Mount Sharp is an elevation on Mars that rises 5.5 kilometers above the surrounding surface. Since it is the central peak of Gale Crater, in which the Curiosity rover operates, quite a lot is known about it. However, this geological formation has one mystery that interests scientists very much, and they hope to find an answer to it soon.

The images of the orbiters and Curiosity on the mountainside clearly show a layer of dark knife rock above and below the material. It also has a different texture and looks stronger than other stones.

Geologists call such layers marker horizons. Usually, their presence is associated with certain global events that can be dated.

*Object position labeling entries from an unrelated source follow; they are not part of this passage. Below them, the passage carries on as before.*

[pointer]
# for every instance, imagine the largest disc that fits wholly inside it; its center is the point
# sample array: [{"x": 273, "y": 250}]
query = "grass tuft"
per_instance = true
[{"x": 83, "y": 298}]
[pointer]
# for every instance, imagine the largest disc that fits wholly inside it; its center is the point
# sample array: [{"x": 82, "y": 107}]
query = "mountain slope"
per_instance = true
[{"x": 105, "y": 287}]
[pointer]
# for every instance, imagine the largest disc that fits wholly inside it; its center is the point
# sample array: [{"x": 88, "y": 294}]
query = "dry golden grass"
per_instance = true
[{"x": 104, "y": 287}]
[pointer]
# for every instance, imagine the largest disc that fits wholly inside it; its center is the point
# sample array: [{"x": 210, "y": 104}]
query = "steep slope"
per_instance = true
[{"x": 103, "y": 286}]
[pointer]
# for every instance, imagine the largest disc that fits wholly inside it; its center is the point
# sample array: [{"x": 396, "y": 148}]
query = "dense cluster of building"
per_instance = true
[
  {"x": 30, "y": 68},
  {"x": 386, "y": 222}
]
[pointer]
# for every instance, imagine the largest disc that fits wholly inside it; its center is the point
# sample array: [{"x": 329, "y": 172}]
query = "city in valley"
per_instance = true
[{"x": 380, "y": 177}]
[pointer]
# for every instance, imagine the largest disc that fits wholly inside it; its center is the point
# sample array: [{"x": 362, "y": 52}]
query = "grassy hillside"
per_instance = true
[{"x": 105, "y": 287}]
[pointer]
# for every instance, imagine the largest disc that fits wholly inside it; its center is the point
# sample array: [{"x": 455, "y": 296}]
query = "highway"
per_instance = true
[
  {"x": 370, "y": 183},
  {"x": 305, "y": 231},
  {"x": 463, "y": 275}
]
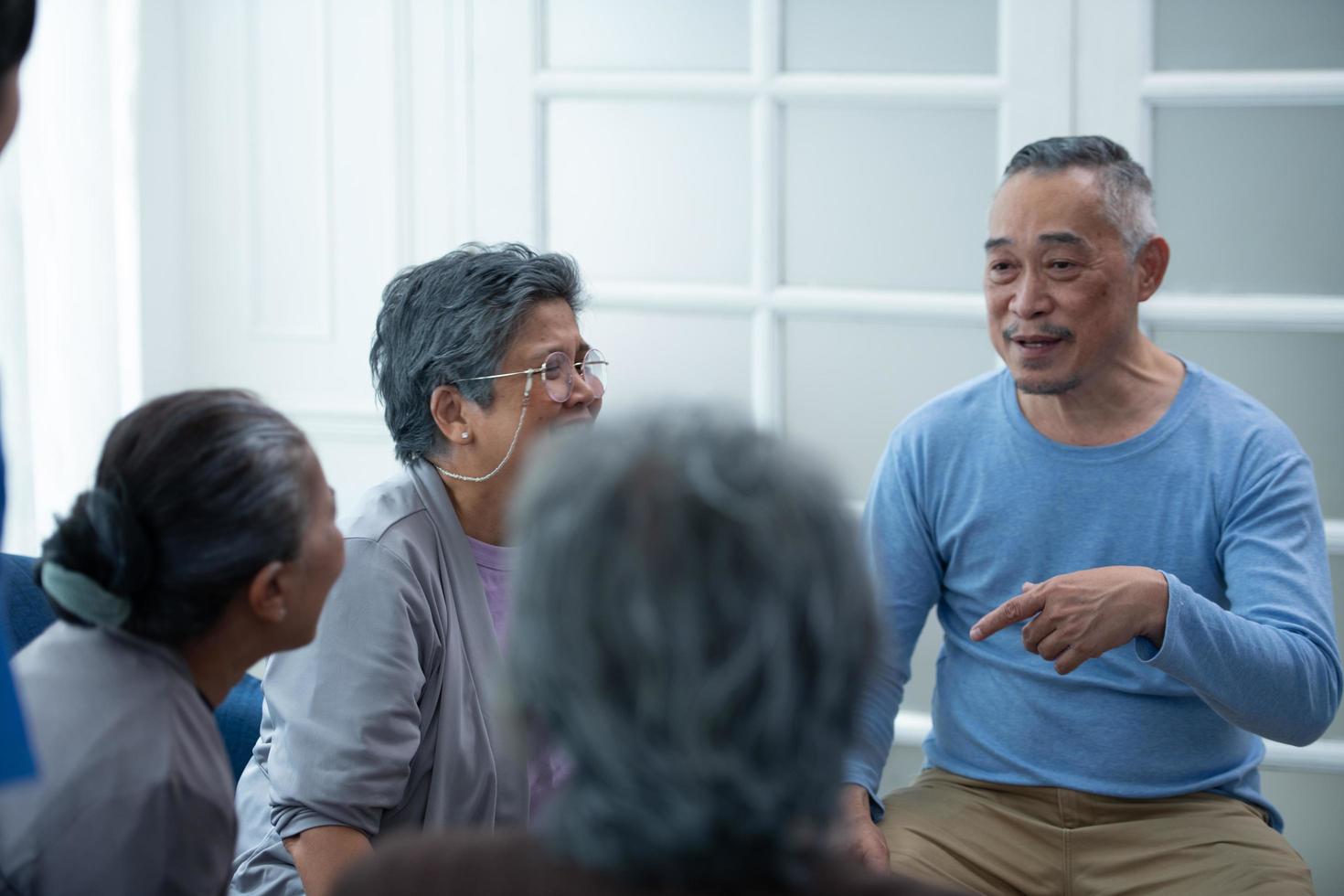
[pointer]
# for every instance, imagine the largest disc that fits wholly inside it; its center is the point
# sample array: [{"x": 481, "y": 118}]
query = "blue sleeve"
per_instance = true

Due to this, the time of formation of other rocks is counted by them on Earth.

On Mount Sharp, this marker layer varies in height by 1.6 km and has a slope of 1-5 degrees. In its chemical composition, it is similar to other sulfate-bearing rocks in Gale Crater, but differs from them in its physical characteristics.

Marker layer in Gale crater. Source: NASA/MSSS/University of Arizona

What changed the rocks in Gale Crater

It is obvious that the reason for the appearance of the marker horizon was some event that changed the nature of rock formation in Gale crater. What kind of event it was, scientists are not sure, but they have three possible scenarios of events. The first of them implies the presence at the time of formation of a layer of water in which certain chemicals were dissolved. These substances got inside the layer and led to its cementation.

The second possibility is that the horizon, on the contrary, is sandstone, which was formed in conditions when the Gale crater was drier than when sulfates were formed in it. The third possibility is that the cementation was caused by volcanic ash deposited on the surface of the crater.

All three scenarios assume a change in humidity in the crater over a long time. And this does not agree very well with the picture of the past of Mars, which has been in a dry state for billions of years. However, scientists assume that a mechanism is responsible for the formation of the marker horizon, which they have not yet seen on Earth.

In any case, only the Curiosity rover will be able to clarify the situation. It is already 700 meters away from the marker layer, and it has all the necessary instruments. Scientists will finally be able to find out what happened in Gale Crater in the past.